Needles to say, the blood test also came back negative. But, I’ll never forget how the doctor’s office made me feel. Coincidently, my mother works at the clinic where I took the test, so registering at the front desk was a bit awkward. The day I took the test, I walked in and Martha was the only woman sitting behind the counter. Now, I knew Martha from the few times that I’ve come for an appointment with my mother, but I also knew that she never remembers who I am.
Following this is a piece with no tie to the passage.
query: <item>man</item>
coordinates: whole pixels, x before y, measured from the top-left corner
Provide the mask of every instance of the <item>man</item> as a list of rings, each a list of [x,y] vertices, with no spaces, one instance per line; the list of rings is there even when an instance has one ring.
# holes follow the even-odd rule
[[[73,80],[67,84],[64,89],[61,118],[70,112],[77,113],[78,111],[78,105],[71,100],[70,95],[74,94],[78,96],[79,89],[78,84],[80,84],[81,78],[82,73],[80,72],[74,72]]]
As I walked up to the counter and gave my last name, a bit of a smile crept across her face. You could tell she was thinking, “Oh, you’re her daughter, how nice.” But, as she opened my chart and saw why I was there, her smile faded. And the way she spoke to me changed. The minute she realized my situation..she wasn’t having it. “Are you in college, or are you employed,” she said with a snarky tone. “Employed..” I whispered. Then, she took down my information and told me to “JUST go downstairs!” I felt like I was in major trouble…like the teacher had caught me talking for the third time in class. I felt so ashamed. I felt like I wasn’t Marsha Brady anymore. I was imperfect because I thought I might be pregnant.

Even when the nurse called to tell me the test was negative, she said, “I’m assuming that’s what you wanted?” Yeesh, thanks for your concern, lady!

So, what did I learn from all of this? You can’t pick on someone if you haven’t been in their shoes. Again, NEVER EVER in a million years did I think I would take a blood pregnancy test. If you’ve ever been in this situation, even if you’re the man and it’s your girlfriend who thinks she’s pregnant, it’s by far one of the scariest times. So many questions run through your head. “If the test comes back positive, what do I do? How do I tell people? What are my next steps?” I mean, what if the girls on “16 and Pregnant” or “Teen Mom” just forgot to take their birth control one day? It happens! We all forget! I actually have a friend who took the morning after pill, and her boyfriend used a condom, and they STILL got pregnant. Not everything works…even if it’s 99.9% effective.

At the end of the day, I think I’m just getting fat because of my desk job…but I definitely know that I won’t be making fun of young moms anytime soon…good grief!